With all the clerical hullabaloo of the last decade, where does that leaves the average northerner? Is the cleric's foray into politics for God, Man or Self? Does the clerics that endorsed the Almajiri system, a system that continued to enslave (physically and mentally) the millions of Almajiri roaming not only the North but parts of the country, in any way tried to impactfully transform the outmoded system or merely colludes in perpetuating it? Did the Almajiri enjoyed any dividend of democracy while their fathers (the clerics) are in the front row in the political space?
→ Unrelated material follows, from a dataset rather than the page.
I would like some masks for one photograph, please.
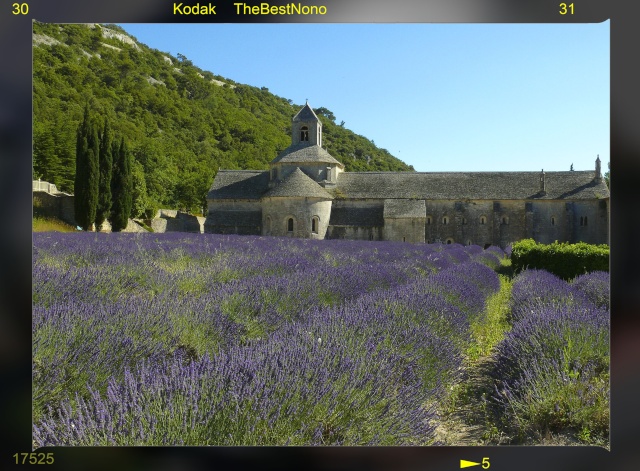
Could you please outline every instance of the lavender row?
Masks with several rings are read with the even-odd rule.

As a former Almajiri himself, did Pantami focused his energy when he had the power, to rally his colleagues and cleric co-travellers towards exploiting the newly created Almajiri commission to ensure the transformation of the Almajiri system into a modern and informed workforce as an asset not liability to the region? He certainly did very well at NIDTA and the ministry and most probably the taste of that power must have been the propeller for his quest to win the executive seat in Gombe.

To cut it short, it isn't Pantami's failure alone, but that of a region and of a generation. Religion has become a kind of bane and hindrance in the sense that we invoke it whenever it suits our political goals, never to be crystallized into concrete solutions to our problems. The political Shari'a has long been dead, leaving behind not only the old problems unsolved but in it's wake fresh ones. The Sharia states, despite having the most vibrant youth population, arable land, rivers and Dams, yet wallows in poverty and clung to the lowest ladder of all human development indices.
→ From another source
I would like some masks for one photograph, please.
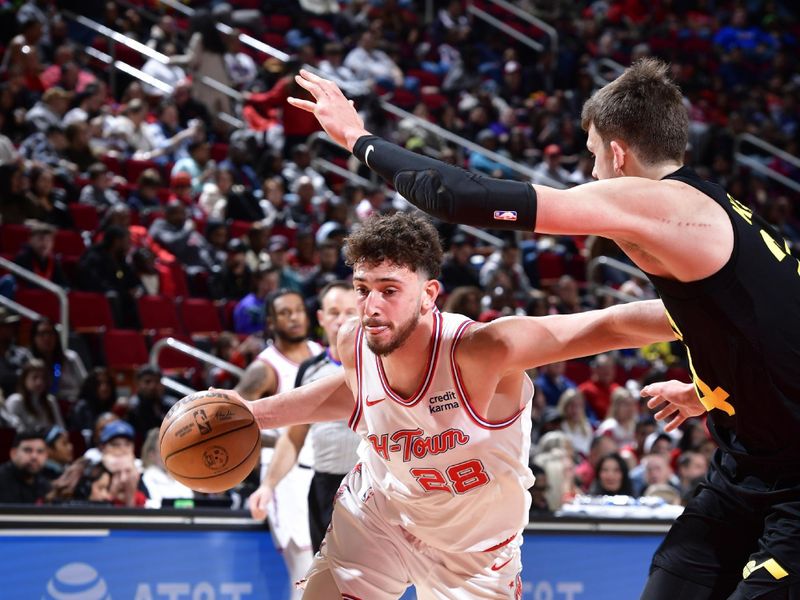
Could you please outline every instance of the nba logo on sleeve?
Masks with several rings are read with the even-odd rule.
[[[517,211],[515,210],[496,210],[494,211],[495,221],[516,221]]]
People from afar, the prophets of Eugenics with centuries old agenda of axing the bottom 10% of the world population, are genuinely scared of our population explosion and working overtime to checkmate it by pitting us against each other, in order to decimate ourselves through ethno-religious killings, poverty, crime and drugs, while here we are unmindful of any consequences as long as our short term goals can be met. For over a decade we had been warning of the dangers of redundant youth population, it is as dangerous or even more so than any bomb. Boko Haram, Banditry and kidnap has vindicated those fears. And as drugs continues to flood the region, only God knows what will rear it's ugly head next. 

Unless we begin to, sincerely, address the Almajiri issue, youth unemployment, drug spread etc through proper advocacy by the clerics and the creation and redistribution of wealth by the politicians, our appointment with doom is not a matter of if but when, if not already underway.

The soul of the North now lies in the hands of the Clerics and the Politicians, with the likes of Pantami earning the dual identity, despite his seeming complicity in the Buhari era of neglecting the real problems of the north, we still hope to see a transformation, not the kind of narrow Shari'a mentality of hudud and hisba boards, but of Zakat and inclusivity in sharing the wealth among the citizenry by investment and wealth creation, those are the only panacea to insecurity and pathway to real development. 

The Northern governors, regardless of religion or ethnicity, are united in neglecting their citizens needs for meaningful development as they remain self-serving. Unless the people of the north imbibes the Governor's spirit of uniting for their common good, unless religion is divorced from politics, unless excellence replace God-fatherism, unless we checkmate bad leadership by firing non performing parties and their agents, unless we stops our ethno-religious bickerings, unless we do that, there would be no end in sight for our continued long walk in chains of modern slavery as we continue to worship our elites.